Without progress on these points, they say that COP26 will be worthless and will end in failure.
But this new position paper is a warning shot from more than 100 of the world’s poorer countries, which are dismayed by the lack of progress they’ve seen so far – particularly at the G7 meeting in the UK in June.
They’ve set out five key issues which they say are critical for them in the negotiations:
- Cutting emissions: Despite some progress, the sum total of climate policies in place will not keep global warming within the limits that governments agreed in Paris in 2015. An acceleration of net zero targets is urgently needed, led by those with the biggest responsibility and capacity.
- Finance: At the failed Copenhagen COP in 2009, richer countries promised $100bn a year in climate finance by 2020, with increased annual sums from 2025. That target has not been met, say the developing countries – and it needs fixing if they are to trust the richer countries to keep to what they negotiate. This fund is intended to help those lower-income countries adapt to and fight climate change.
- Adaptation: The developing countries are calling for at least 50% of climate finance to be used to help the most vulnerable to adapt to the effects of global warming.

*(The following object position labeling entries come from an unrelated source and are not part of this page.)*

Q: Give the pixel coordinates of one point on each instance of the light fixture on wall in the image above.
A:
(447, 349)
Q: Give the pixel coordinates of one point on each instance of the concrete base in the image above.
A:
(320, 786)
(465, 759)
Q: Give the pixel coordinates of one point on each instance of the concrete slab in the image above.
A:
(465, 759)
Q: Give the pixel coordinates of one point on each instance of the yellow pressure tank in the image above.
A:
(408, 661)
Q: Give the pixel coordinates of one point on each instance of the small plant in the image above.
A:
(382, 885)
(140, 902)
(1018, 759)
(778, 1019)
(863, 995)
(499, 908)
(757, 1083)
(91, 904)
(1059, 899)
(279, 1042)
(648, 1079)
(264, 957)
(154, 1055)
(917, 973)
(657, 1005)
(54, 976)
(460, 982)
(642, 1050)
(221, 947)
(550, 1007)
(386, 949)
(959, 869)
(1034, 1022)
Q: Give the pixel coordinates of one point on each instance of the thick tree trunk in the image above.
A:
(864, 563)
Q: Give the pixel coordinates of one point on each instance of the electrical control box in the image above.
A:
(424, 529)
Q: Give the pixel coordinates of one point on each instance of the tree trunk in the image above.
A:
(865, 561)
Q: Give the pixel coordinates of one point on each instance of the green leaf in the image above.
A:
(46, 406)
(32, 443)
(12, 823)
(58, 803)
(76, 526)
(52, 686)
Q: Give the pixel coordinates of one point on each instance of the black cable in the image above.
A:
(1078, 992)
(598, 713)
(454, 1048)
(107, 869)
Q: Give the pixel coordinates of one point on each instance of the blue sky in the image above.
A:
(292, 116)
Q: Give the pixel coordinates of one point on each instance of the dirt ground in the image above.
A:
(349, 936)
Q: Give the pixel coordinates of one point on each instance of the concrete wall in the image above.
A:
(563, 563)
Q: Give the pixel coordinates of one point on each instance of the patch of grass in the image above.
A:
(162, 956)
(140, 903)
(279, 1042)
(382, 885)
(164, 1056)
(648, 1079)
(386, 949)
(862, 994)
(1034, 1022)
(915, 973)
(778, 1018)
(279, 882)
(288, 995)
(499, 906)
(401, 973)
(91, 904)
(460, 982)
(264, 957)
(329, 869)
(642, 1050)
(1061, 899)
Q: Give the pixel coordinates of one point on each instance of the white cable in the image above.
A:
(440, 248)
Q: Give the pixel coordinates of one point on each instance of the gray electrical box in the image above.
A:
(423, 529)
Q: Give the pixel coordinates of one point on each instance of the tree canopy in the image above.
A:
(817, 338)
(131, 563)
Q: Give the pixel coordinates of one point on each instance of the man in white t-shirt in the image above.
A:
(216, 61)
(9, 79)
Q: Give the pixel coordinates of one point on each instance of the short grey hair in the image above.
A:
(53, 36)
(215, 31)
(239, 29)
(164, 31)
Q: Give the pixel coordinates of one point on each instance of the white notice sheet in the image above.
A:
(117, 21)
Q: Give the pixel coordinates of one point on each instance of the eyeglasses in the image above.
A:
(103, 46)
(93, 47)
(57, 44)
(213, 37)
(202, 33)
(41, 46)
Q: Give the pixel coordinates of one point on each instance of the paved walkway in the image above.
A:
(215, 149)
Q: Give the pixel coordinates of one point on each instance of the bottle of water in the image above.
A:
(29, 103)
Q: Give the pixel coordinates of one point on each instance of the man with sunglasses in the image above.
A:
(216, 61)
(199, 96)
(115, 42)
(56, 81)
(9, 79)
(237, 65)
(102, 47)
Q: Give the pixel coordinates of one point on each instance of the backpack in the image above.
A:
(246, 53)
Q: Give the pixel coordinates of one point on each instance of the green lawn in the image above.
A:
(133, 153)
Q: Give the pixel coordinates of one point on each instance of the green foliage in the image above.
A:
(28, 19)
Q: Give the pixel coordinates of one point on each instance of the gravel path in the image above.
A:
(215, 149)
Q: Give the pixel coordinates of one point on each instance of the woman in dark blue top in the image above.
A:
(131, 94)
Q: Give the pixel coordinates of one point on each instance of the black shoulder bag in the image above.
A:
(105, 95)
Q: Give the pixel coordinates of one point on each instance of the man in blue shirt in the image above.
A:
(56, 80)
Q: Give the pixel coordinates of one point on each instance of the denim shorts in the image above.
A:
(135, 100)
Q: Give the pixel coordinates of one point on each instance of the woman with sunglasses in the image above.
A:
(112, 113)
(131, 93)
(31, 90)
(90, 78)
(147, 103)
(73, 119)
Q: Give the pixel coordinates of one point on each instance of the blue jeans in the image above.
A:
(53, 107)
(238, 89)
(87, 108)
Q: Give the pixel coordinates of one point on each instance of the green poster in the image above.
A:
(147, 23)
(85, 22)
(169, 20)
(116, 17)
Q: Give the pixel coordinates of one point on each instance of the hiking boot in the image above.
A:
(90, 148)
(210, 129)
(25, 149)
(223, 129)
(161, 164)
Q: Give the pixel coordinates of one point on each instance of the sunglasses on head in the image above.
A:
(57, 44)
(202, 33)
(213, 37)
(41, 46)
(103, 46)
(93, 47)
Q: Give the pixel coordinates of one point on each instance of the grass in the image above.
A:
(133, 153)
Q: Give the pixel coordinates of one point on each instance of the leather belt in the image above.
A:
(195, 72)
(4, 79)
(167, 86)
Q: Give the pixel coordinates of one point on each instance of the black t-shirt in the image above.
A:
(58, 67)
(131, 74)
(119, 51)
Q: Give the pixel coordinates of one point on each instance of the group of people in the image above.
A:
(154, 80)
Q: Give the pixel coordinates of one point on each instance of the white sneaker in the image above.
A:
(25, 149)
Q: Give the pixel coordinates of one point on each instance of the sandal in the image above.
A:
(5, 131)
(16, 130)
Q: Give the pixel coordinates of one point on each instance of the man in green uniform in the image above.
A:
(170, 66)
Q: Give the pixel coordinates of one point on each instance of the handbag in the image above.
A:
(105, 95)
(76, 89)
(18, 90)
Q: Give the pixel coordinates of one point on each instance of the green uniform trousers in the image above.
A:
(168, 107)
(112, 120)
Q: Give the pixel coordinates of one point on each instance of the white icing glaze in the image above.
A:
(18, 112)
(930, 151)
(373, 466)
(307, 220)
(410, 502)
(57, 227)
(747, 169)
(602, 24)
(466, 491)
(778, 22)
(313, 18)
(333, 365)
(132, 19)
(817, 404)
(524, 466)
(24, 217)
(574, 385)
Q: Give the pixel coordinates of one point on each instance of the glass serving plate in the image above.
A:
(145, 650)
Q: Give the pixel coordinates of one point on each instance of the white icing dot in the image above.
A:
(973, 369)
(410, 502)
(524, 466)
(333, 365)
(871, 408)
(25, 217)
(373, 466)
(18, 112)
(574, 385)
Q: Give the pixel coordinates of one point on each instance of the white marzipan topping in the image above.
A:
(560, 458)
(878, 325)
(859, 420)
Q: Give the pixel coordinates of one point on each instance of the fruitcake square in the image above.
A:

- Loss and damage: The historical failure of richer countries to cut their emissions adequately means that the most vulnerable are already experiencing permanent losses and damage. Responsibilities have to be acknowledged, say the poorer countries and promised measures delivered.
- Implementation: Since Paris, rich and poor have haggled over issues like carbon trading and transparency. The developing countries want to see these questions finally resolved and want all countries to agree five-year common timeframes for their national climate plans.
“Highly vulnerable countries like Somalia are already suffering disproportionally from the impacts of climate change,” said Mahdi M Gulaid, deputy prime minister of Somalia, one of the countries behind the plan.
In the report, the countries lay out what’s termed a “fair share accounting”, which allocates emissions cuts based on historical responsibility and the capacity to act.
Under that scenario, the US would need to reduce emissions by 195% below 2005 levels by 2030. This could be made up of a 70% cut in domestic emissions plus $80bn a year in support for developing countries.
For the UK, a similar approach would see a 70% emissions cut by 2030 plus $46bn a year in climate finance.
Judging by his uncritical reporting of these demands, I assume McGrath is happy for the UK to shell out $46bn a year in climate aid, about £1200 per household, in addition to the economy wrecking cut in emissions.
As for the absurd suggestion that third world countries are worse off because of the industrial revolution and subsequent economic growth, does the idiot McGrath really want them and the rest of us to return to the economic conditions of the 19thC?
Yet again we see a report from the BBC’s Environment Dept which is totally devoid of any content critical of the green agenda.